Но ответа ей не было. Могила была безмолвна. Ей казалось, все в ней онемело, и она сама уже была душою так же мертва, как этот час, этот ветер и эта могила. Но пока она лежала так, застывая, что-то в душе ее двинулось и уже подымалось, какая-то крепкая сила – не радость, не тепло – нет, большая сила – спокойная покорность. Это была покорность веры: как будто облака расходились, как будто видимый мир раздвигался – и она созерцала тропинку, о какой Бабушка сказала когда-то. «Люби ее – это твоя дорога в рай».
– Да будет воля Твоя, – прошептала она подымаясь и вдруг увидела крест над собой. Она видела его много раз раньше, этот крест на Бабушкиной могиле, но поняла только сейчас. В сумерках – высокий и белый – он возвышался на фоне темнеющего неба, угасающего света, печальной и голой земли – один только чистый и белый – одна дорога, одна ноша, один путь – страдание за всех.
Она почувствовала, что это и есть ответ на все ее печали. Жить, как жила, идти, как шла, всех любя и все прощая, как Бабушка. Ее душа наполнилась спокойствием. Она поняла, что жизнь ее и пути разрешаются не ею самой, а выше. Она поклонилась кресту и пошла к выходу.
У стены кладбища стоял одинокий рикша. Он поджидал ее на ветру, стуча зубами, чтоб заработать свой грош.
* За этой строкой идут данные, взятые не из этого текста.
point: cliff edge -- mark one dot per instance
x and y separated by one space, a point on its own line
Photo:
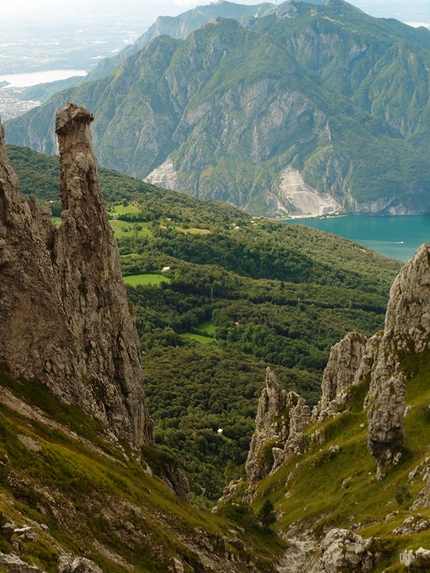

Экипаж рикши не является его собственностью. Богатые фирмы получили монополию и сдают экипажи. Начав работать, рикша живет в Тянцзине около 8 лет, в Шанхае – от 4 до 6 и умирает от чахотки. Мать подумала: «Если мир начинает распадаться только на две группы, все же лучше быть жертвой, чем палачом».
Между тем в ее отсутствие в доме № 11 имело место еще одно событие. Мисс Пинк нанесла второй визит Ирине Гордовой. Мисс Пинк изменила свой апостольский день и час, теперь это было: пятница, от 2 до 4.
Твердым шагом вошла она в дом и громко спросила: «Ирина Гордова?» Ирина услышала голос, и больше всего в жизни ей захотелось не видеть мисс Пинк. Она что-то сообразила и, постучав к Черновым, сказала, что леди-миссионер ожидает кого-то внизу. Профессор вмиг сбежал с лестницы. Он волновался. Он думал, что прибыл кто-то из его корреспондентов. Энергично схватил он руку мисс Пинк, сообщая, что чрезвычайно рад и благодарит за визит и внимание.